SDL: cmake: Allow build system to disable loongarch intrinsics

From 46de6241d79c6f4531dbb729b2ed5992ec61b4a2 Mon Sep 17 00:00:00 2001
From: Anonymous Maarten <[EMAIL REDACTED]>
Date: Sun, 26 Feb 2023 00:35:57 +0100
Subject: [PATCH] cmake: Allow build system to disable loongarch intrinsics

---
 CMakeLists.txt                                |  8 +++
 include/SDL3/SDL_intrin.h                     |  6 +-
 include/build_config/SDL_build_config.h.cmake |  2 +
 src/SDL_internal.h                            |  8 +++
 src/video/SDL_yuv.c                           |  2 +-
 src/video/yuv2rgb/yuv_rgb.c                   | 62 +++++++++----------
 6 files changed, 52 insertions(+), 36 deletions(-)

diff --git a/CMakeLists.txt b/CMakeLists.txt
index dd6616648640..739ccce23853 100644
--- a/CMakeLists.txt
+++ b/CMakeLists.txt
@@ -1020,6 +1020,14 @@ if(NOT HAVE_SSE3)
   set(SDL_DISABLE_SSE3 1)
 endif()
 
+if(NOT HAVE_LSX)
+  set(SDL_DISABLE_LSX 1)
+endif()
+
+if(NOT HAVE_LASX)
+  set(SDL_DISABLE_LASX 1)
+endif()
+
 # TODO: Can't deactivate on FreeBSD? w/o LIBC, SDL_stdinc.h can't define
 # anything.
 if(SDL_LIBC)
diff --git a/include/SDL3/SDL_intrin.h b/include/SDL3/SDL_intrin.h
index be9b29b0aefd..9ca942c3de1d 100644
--- a/include/SDL3/SDL_intrin.h
+++ b/include/SDL3/SDL_intrin.h
@@ -93,13 +93,11 @@ _m_prefetch(void *__P)
 #endif
 #endif /* compiler version */
 
-#if defined(__loongarch_sx) && !defined(SDL_DISABLE_LSX_H)

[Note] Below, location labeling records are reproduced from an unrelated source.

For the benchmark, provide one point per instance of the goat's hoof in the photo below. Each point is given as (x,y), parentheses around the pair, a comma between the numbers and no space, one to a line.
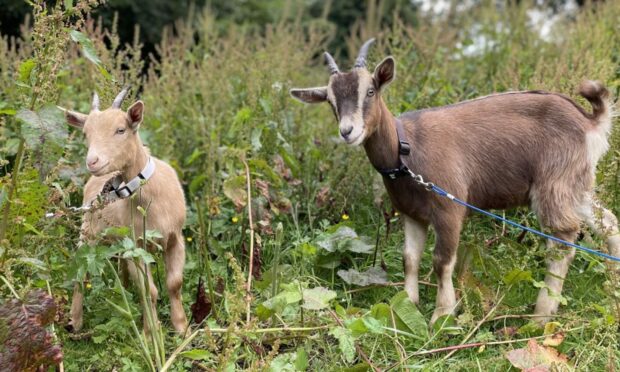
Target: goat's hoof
(438,313)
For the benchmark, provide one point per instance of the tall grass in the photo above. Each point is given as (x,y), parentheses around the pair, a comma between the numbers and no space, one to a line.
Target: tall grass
(214,98)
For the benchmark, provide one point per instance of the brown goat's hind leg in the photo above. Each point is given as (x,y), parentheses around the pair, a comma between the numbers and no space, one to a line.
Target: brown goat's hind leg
(415,239)
(77,308)
(444,259)
(559,258)
(174,256)
(602,222)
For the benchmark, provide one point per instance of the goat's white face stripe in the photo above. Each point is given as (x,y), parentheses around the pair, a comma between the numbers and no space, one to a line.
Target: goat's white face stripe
(352,121)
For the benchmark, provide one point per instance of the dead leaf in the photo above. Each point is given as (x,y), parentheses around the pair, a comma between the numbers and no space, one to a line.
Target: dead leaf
(537,358)
(554,339)
(235,189)
(322,197)
(202,307)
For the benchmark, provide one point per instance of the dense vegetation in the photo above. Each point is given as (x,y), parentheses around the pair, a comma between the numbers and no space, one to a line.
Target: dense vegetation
(218,109)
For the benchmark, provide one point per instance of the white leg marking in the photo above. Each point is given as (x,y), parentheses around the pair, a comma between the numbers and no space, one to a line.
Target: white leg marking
(558,264)
(415,239)
(446,298)
(602,222)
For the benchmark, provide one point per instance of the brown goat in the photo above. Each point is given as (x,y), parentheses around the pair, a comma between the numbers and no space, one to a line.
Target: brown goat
(115,148)
(495,152)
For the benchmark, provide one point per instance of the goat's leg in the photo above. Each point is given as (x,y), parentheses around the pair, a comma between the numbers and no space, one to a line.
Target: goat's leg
(444,259)
(602,222)
(558,262)
(137,276)
(415,238)
(77,308)
(174,257)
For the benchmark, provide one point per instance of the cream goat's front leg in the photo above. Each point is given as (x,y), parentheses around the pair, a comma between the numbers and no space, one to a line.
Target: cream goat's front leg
(137,276)
(174,257)
(415,239)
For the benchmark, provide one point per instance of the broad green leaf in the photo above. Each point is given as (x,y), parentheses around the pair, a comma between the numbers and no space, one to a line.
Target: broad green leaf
(255,139)
(446,324)
(25,69)
(357,327)
(88,50)
(139,253)
(409,315)
(197,354)
(344,239)
(284,363)
(374,275)
(373,325)
(34,262)
(360,246)
(45,133)
(346,342)
(290,294)
(517,275)
(317,298)
(535,357)
(235,189)
(301,362)
(382,313)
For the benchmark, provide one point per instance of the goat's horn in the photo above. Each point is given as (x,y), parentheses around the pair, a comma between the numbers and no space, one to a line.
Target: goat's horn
(119,99)
(361,57)
(95,104)
(331,64)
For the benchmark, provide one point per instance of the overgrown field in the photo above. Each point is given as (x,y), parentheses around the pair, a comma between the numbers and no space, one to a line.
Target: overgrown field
(324,232)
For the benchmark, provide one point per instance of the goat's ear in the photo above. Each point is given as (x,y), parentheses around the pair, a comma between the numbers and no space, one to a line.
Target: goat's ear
(385,72)
(74,119)
(310,95)
(135,113)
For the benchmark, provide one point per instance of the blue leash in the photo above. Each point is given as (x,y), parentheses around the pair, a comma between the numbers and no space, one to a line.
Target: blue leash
(442,192)
(404,149)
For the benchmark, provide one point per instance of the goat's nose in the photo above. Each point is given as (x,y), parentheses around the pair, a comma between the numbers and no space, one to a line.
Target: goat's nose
(344,132)
(91,161)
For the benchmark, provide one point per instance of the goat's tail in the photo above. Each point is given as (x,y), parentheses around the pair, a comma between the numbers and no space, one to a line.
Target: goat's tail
(598,96)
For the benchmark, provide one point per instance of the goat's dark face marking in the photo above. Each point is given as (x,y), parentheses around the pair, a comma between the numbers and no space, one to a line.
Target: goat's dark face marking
(354,97)
(346,93)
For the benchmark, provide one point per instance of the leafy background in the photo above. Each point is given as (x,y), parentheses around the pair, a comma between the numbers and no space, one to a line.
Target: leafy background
(327,244)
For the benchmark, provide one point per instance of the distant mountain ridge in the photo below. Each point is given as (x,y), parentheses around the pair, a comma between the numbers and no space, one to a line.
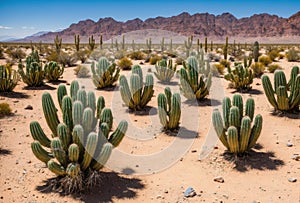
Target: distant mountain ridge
(199,25)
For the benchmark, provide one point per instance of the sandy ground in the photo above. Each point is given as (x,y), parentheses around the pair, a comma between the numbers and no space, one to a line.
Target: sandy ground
(150,166)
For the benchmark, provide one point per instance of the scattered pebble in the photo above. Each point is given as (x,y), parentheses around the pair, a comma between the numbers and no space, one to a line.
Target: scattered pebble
(28,107)
(219,179)
(296,157)
(292,180)
(190,192)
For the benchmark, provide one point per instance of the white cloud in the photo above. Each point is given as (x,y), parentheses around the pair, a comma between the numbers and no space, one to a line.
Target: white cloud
(28,28)
(5,27)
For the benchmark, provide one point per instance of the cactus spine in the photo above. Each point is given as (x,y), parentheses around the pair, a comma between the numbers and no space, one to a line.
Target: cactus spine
(234,130)
(76,146)
(138,95)
(169,109)
(283,101)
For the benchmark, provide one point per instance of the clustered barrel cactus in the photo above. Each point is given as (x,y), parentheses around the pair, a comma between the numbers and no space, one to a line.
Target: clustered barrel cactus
(234,130)
(53,71)
(192,84)
(8,78)
(81,142)
(138,95)
(34,73)
(165,70)
(169,109)
(241,77)
(104,74)
(283,100)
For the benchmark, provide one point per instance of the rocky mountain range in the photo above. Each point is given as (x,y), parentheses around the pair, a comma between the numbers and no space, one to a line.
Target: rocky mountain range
(215,27)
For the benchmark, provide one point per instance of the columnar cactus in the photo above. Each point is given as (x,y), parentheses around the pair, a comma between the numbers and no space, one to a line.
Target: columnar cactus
(81,142)
(283,100)
(234,130)
(241,77)
(34,74)
(169,109)
(77,42)
(53,71)
(256,51)
(192,84)
(138,95)
(8,78)
(165,70)
(92,43)
(188,45)
(104,74)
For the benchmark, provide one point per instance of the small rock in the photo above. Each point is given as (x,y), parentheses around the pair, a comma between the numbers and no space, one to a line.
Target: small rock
(190,192)
(292,180)
(296,157)
(219,179)
(28,107)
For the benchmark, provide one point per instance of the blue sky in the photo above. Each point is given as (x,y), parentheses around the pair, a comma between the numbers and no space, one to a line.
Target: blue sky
(21,18)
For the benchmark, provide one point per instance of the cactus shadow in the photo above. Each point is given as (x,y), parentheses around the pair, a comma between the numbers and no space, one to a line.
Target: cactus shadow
(14,95)
(255,160)
(112,186)
(4,152)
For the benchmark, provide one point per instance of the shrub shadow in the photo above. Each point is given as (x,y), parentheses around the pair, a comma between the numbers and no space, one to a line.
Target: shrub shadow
(255,160)
(14,95)
(112,186)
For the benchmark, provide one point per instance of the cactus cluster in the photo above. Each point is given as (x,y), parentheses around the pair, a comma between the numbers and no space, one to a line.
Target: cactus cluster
(104,74)
(53,71)
(81,141)
(193,84)
(169,109)
(235,130)
(165,70)
(283,100)
(137,96)
(34,74)
(8,78)
(241,77)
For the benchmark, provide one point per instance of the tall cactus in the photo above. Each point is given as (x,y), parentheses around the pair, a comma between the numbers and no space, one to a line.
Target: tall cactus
(138,95)
(76,148)
(283,101)
(241,77)
(234,130)
(53,71)
(104,74)
(34,74)
(8,78)
(256,51)
(169,109)
(192,84)
(165,70)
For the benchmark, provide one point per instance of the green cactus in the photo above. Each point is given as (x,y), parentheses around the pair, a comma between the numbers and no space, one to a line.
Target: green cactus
(192,84)
(91,43)
(104,74)
(8,78)
(34,73)
(234,130)
(165,70)
(53,71)
(77,42)
(138,95)
(76,149)
(188,45)
(241,77)
(169,109)
(256,51)
(283,101)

+#if defined(__loongarch_sx) && !defined(SDL_DISABLE_LSX)
 #include <lsxintrin.h>
-#define __LSX__
 #endif
-#if defined(__loongarch_asx) && !defined(SDL_DISABLE_LASX_H)

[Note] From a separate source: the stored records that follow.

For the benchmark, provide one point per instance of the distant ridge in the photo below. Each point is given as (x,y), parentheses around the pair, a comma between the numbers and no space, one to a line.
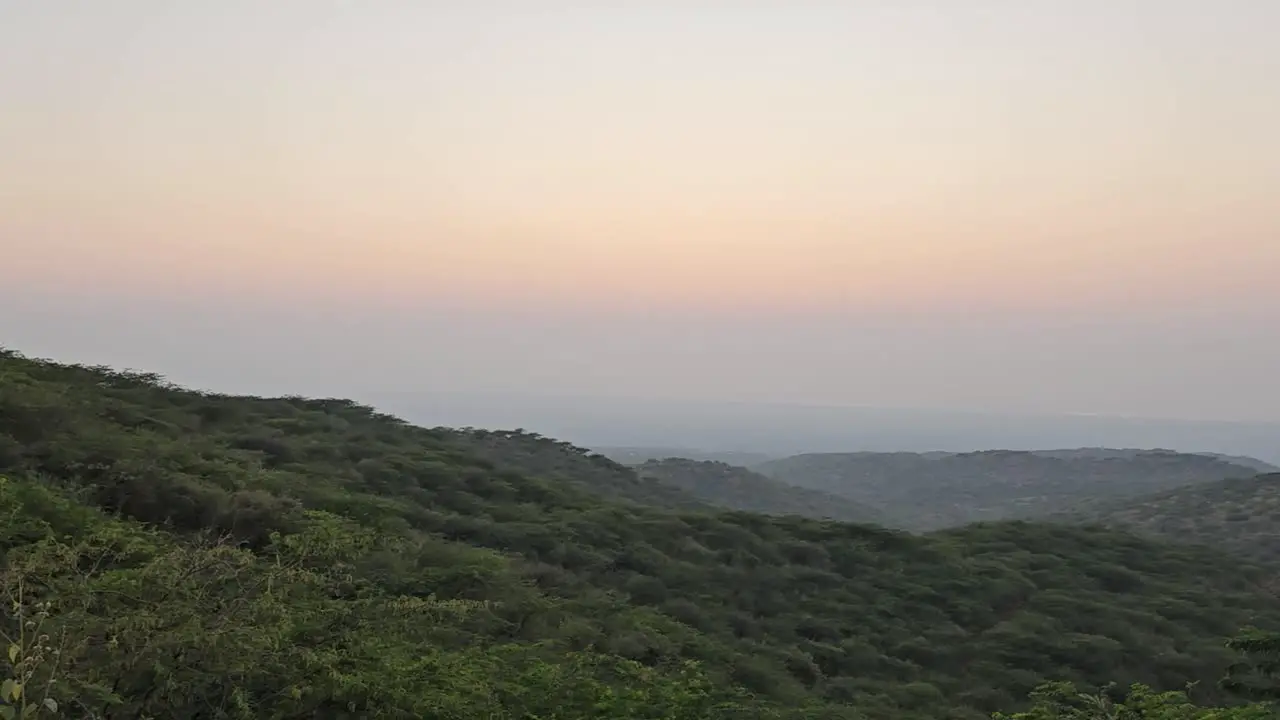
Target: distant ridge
(940,490)
(1240,515)
(739,488)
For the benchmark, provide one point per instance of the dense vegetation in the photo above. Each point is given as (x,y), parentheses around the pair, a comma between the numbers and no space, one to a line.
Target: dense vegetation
(940,490)
(739,488)
(176,554)
(640,455)
(1239,515)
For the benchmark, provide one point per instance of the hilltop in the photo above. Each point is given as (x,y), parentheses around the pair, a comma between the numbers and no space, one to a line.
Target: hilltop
(1240,515)
(641,455)
(941,490)
(206,555)
(739,488)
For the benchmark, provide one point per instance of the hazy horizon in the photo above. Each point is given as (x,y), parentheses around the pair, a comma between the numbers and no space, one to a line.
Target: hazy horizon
(1040,208)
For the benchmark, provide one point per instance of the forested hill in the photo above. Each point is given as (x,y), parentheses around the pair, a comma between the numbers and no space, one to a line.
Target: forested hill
(193,555)
(739,488)
(1239,515)
(931,491)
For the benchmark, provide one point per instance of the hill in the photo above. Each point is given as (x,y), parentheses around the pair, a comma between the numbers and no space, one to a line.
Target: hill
(641,455)
(931,491)
(199,555)
(1239,515)
(739,488)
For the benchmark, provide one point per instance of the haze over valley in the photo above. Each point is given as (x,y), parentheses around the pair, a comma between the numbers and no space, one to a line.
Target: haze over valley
(556,360)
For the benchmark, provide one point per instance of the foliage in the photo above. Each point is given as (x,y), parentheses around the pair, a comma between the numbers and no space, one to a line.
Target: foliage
(739,488)
(213,556)
(1063,701)
(941,490)
(1238,515)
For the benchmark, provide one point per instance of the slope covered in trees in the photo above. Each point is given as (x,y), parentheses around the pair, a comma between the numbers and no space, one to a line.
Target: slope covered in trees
(739,488)
(199,555)
(641,455)
(931,491)
(1239,515)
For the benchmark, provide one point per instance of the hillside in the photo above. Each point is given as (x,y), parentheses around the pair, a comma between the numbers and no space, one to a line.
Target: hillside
(739,488)
(1239,515)
(196,555)
(640,455)
(931,491)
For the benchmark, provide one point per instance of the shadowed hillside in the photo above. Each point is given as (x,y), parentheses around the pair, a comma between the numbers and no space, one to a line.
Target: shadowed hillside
(1240,515)
(640,455)
(197,555)
(937,490)
(739,488)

+#if defined(__loongarch_asx) && !defined(SDL_DISABLE_LASX)
 #include <lasxintrin.h>
-#define __LASX__
 #endif
 #if defined(__AVX__) && !defined(SDL_DISABLE_AVX)
 #include <immintrin.h>
diff --git a/include/build_config/SDL_build_config.h.cmake b/include/build_config/SDL_build_config.h.cmake
index 9197c94c3f93..a35650f9e2f3 100644
--- a/include/build_config/SDL_build_config.h.cmake
+++ b/include/build_config/SDL_build_config.h.cmake
@@ -592,5 +592,7 @@ typedef unsigned int uintptr_t;
 #cmakedefine SDL_DISABLE_SSE3 1
 #cmakedefine SDL_DISABLE_AVX 1
 #cmakedefine SDL_DISABLE_MMX 1
+#cmakedefine SDL_DISABLE_LSX 1
+#cmakedefine SDL_DISABLE_LASX 1
 
 #endif /* SDL_build_config_h_ */
diff --git a/src/SDL_internal.h b/src/SDL_internal.h
index 8e1e14191d17..208b92943b78 100644
--- a/src/SDL_internal.h
+++ b/src/SDL_internal.h
@@ -211,6 +211,14 @@
 #define HAVE_AVX_INTRINSICS 1
 #endif
 
+#if defined(__loongarch_sx) && !defined(SDL_DISABLE_LSX)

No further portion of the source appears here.